I get that's a possibility but if not, then the time has probably come to drag your system kicking and screaming into 2010 and junk those drives. I'm not one for junking perfectly good technology but - excepting the 'specialist gear' qualification above - a 10 year-old disc drive is ripe for retirement, and probably have tiny capacities by modern standards. If your other 6 drives are of a similar vintage you might want to thing about consolidating them to fewer, newer drives.
If you can get the EIDE out of the equation, there are plenty of multi-drive enclosures to choose from (e.g.
https://www.amazon.co.uk/Sabrent-Tray-less-Docking-Station-DS-SC5B/dp/B07Y3WDHLD) - but compare the price with that of getting newer, higher-capacity external drives. Also, with energy prices these days, you really don't want to be continually running 8 full-sized hard drives.
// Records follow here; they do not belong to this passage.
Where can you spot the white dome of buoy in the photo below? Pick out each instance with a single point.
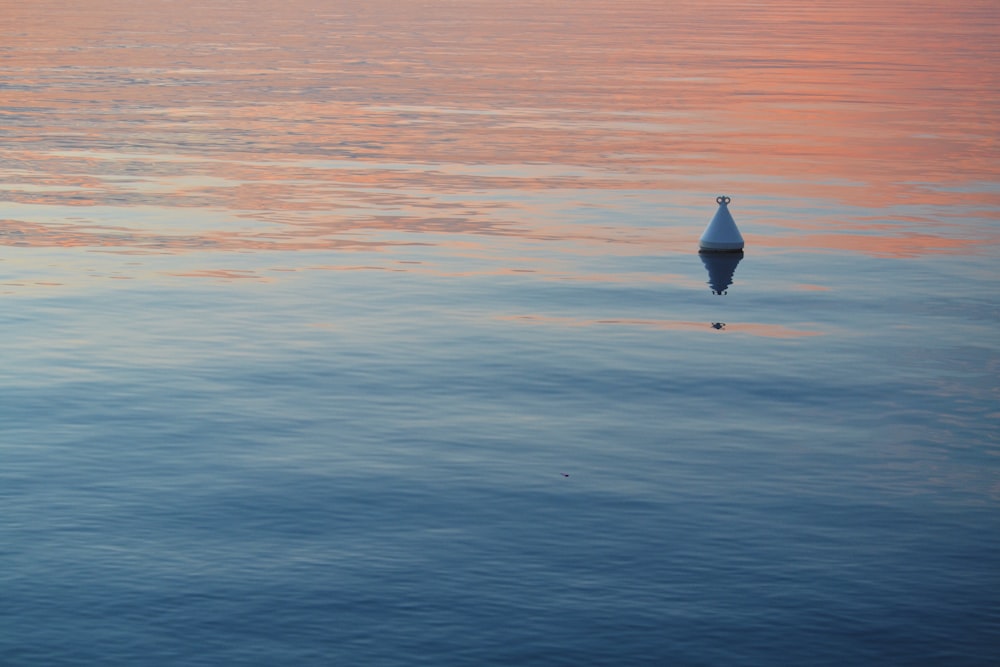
(721, 235)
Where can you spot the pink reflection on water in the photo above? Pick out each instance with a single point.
(341, 126)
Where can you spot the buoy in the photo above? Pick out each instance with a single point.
(721, 235)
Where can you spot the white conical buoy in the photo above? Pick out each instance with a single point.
(721, 235)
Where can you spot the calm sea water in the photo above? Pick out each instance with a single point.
(342, 333)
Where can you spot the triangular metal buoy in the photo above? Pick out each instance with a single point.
(721, 235)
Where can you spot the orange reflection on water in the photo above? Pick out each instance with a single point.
(323, 120)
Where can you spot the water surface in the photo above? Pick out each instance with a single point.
(377, 334)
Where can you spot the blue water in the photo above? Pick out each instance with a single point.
(423, 395)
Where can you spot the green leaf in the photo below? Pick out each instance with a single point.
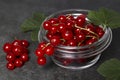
(105, 17)
(110, 69)
(34, 35)
(33, 24)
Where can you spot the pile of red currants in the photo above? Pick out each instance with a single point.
(16, 53)
(67, 30)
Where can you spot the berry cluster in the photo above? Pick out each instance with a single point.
(68, 30)
(16, 53)
(42, 50)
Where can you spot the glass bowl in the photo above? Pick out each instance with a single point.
(77, 57)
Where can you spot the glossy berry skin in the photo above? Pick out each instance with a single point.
(90, 41)
(39, 52)
(99, 31)
(90, 28)
(47, 25)
(10, 57)
(49, 50)
(80, 37)
(80, 21)
(24, 57)
(71, 42)
(62, 18)
(53, 29)
(17, 42)
(17, 50)
(41, 44)
(70, 17)
(7, 47)
(10, 66)
(67, 35)
(61, 27)
(53, 21)
(55, 40)
(49, 35)
(18, 63)
(25, 43)
(41, 61)
(69, 24)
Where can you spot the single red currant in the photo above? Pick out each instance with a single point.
(10, 66)
(69, 24)
(39, 52)
(53, 29)
(99, 31)
(17, 42)
(7, 47)
(61, 27)
(47, 25)
(49, 50)
(24, 57)
(18, 63)
(41, 61)
(72, 42)
(67, 35)
(80, 37)
(25, 43)
(53, 21)
(80, 21)
(42, 44)
(10, 57)
(62, 18)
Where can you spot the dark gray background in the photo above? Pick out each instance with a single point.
(12, 14)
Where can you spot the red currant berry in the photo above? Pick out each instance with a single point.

What if i had a SATA to EIDE converter and i used that to an open type docking station?
Should work - and if you
are frequently swapping these drives between machines, or using bare drives for a rotating backup, then those open-type docking stations may be useful. There are some with IDE support (
https://www.amazon.co.uk/Docking-Tccmebius-TCC-S867-UK-External-Enclosure-Red-Black/dp/B07MVGGG62). If not, they're useful things to have in the cupboard but I wouldn't use one day-to-day.
...but, seriously, unless you have a very good reason for keeping EIDE drives around, I'd take them out behind the woodshed and put them out of there misery with an axe.
Disclaimer: I haven't personally used either of the linked products. I do have a couple of old "open type" HD docks which have been useful in the past (and many boxes full of old IDE drives awaiting the day I get round to securely erasing them with a hammer and disposing of appropriately).